At Home He's a Tourist

He fills his head with culture/ He gives himself an ulcer.

Thursday, June 12, 2003

RIF

Something I learned from Felix, more by way of example than by argument, is that studying local history can turn up something at least mildly interesting about even the most humdrum places . I can still remember a book he was reading in undergraduate days about a backwoods skirmish grandiloquently dubbed the "Slicker War" which took place in the backwoods of Missouri near his ancestral home. Being definitely unenchanted with west Texas so far, I decided to give the strategy a try; I'm reading through a recent book called El Llano Estacado: Exploration and Imagination on the High Plains of Texas and New Mexico, 1536-1860 by one John Miller Morris. In the part I'm currently reading Morris surveys the scholarly debate over the route of Coronado's expedition through the Llano. His own view is that it passed through the southern part of our present-day Hale County and encamped at Running Water Draw somewhere near Plainview. One account written by a member of the expedition describes a West Texas hailstorm in which "great rocks the size of bowls fell from the sky," dinging up their armor and terrifying the horses. I also get some pleasure empathizing with the conquistadors who were amazed or dismayed at the flat, empty horizons: as Coronado describes it, "I reached some plains so vast, that I did not find their limit anywhere I went, although I travelled over them for more than 300 leagues . . . with no more land marks than if we had been swallowed up by the sea . . . . there was not a stone, nor bit of rising ground, nor a tree, nor a shrub, nor anything to go by."

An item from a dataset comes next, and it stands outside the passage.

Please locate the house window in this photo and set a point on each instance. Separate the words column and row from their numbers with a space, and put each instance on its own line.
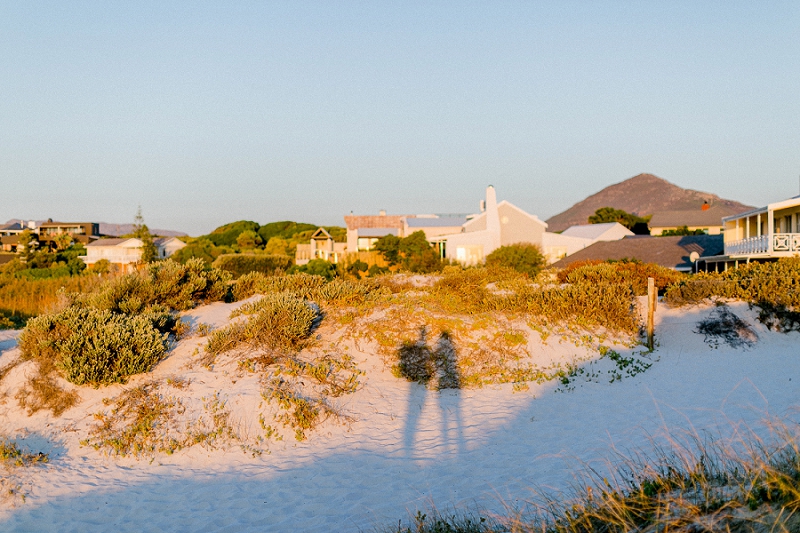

On Sunday, to kill time before a church potluck that evening, I went to the Lubbock P.L. for the first time and read about half of Philip K. Dick's The Three Stigmata of Palmer Eldritch. It's an exciting read, chock full of the same paranoiac and religious obsessions that I enjoyed in Radio Free Albemuth. Gnosticism rears its head again; in this one a group of involuntary offworld colonists develop a religion around a ritualized, communal consumption of a hallucinogen called "Can-D" which allows them to experience life back on earth. A doctrinal debate rages among them as to whether or not the ritual is merely subjective or if it in fact mysteriously translates the communicants back to earth. Interestingly, the main character, on his flight out to the Lunar colony, meets a young orthodox Christian who wants to proselytize the colonists; for her the Eucharist is preferable to Can-D. This character is portrayed attractively enough that it makes me believe Dick felt the tug towards traditional Christianity (one of his other novels is about an Episcopalian bishop, after all) but didn't quite yield. Since the book isn't available anywhere around here, I'll have to go back to Lubbock P.L. this weekend to finish it.